Harmine Mitigates Liver Injury Induced by Mercuric Chloride via the Inhibition of Oxidative Stress

Background and objective: The mercury-induced liver pathogenesis is mainly mediated by oxidative stress. The aim of the current study was to evaluate the possible ameliorative effect of harmine, a natural compound, on liver toxicity induced by mercury chloride (HgCl2). Methods: Forty-two male Balb/c mice were randomly divided into six groups (n = 7): Control, HgCl2 (0.5 mg/kg), harmine (20 mg/kg), and HgCl2 (0.5 mg/kg) + harmine (5, 10, or 20 mg/kg). The mice received treatments once per day for two weeks. After this period, the blood and tissue samples were collected for analyses. Results: HgCl2 caused a significant increase in levels of hepatic enzymes alanine aminotransferase, aspartate transaminase, and alkaline phosphatase; while harmine ameliorated these effects. Harmine in HgCl2-intoxicated mice, showed protective effects as evidenced by the increase in liver relative weight to body as well as the diameter of central vein in the co-treated group. Serum levels of malondialdehyde and nitric oxide increased in HgCl2, while they were declined in harmine co-treated groups compared to HgCl2 group. The serum level of superoxide dismutase and total antioxidant capacity improved following harmine treatment in the co-administrated group compared to HgCl2 group.
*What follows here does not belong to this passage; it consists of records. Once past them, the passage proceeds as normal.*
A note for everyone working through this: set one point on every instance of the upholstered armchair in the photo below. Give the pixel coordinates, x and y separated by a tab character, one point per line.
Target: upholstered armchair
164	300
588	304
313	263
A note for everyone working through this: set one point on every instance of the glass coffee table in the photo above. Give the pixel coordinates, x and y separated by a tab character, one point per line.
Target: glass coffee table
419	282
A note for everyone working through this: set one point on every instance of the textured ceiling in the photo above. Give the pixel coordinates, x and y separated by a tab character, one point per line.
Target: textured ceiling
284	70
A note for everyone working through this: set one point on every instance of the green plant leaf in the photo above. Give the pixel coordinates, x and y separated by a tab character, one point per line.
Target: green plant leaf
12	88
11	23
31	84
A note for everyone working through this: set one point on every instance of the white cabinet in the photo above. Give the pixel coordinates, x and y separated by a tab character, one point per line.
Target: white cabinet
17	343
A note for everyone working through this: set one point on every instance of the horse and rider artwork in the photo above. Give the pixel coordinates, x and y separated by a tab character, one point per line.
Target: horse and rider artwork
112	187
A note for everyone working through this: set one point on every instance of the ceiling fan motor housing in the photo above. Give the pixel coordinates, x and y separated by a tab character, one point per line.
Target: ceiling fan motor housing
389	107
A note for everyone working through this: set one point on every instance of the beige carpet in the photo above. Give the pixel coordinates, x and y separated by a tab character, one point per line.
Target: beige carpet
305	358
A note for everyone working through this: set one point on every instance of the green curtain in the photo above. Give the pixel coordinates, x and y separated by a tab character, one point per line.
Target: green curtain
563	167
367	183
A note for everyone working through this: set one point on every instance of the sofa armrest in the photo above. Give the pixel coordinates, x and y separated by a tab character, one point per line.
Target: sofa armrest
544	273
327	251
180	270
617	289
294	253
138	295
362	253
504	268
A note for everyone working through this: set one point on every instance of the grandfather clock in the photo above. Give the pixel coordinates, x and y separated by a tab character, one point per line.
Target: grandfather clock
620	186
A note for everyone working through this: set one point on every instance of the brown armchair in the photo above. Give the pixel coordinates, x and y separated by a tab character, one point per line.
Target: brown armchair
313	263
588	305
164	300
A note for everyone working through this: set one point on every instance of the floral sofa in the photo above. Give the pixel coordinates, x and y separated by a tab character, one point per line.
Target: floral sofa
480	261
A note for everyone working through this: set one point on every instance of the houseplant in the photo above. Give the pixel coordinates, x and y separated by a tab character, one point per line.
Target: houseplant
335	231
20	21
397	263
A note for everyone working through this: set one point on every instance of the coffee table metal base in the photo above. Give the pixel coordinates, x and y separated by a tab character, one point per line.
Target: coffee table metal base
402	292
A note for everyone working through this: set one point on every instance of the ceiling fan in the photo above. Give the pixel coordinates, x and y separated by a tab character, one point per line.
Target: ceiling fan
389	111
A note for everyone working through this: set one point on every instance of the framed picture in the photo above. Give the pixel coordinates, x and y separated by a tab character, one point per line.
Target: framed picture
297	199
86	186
Moreover, gene expression analysis demonstrated that harmine treatment improved the HgCl2-induced decreasing of Ho-1, Nrf2, Hqo1, and Trx1. The histopathological examination confirmed the protective effects of harmine. Conclusion: Mercury can induce toxicity by elevation of oxidative stress in the liver and harmine attenuates hepatic injury induced by HgCl2, at least in part, through its antioxidant activities.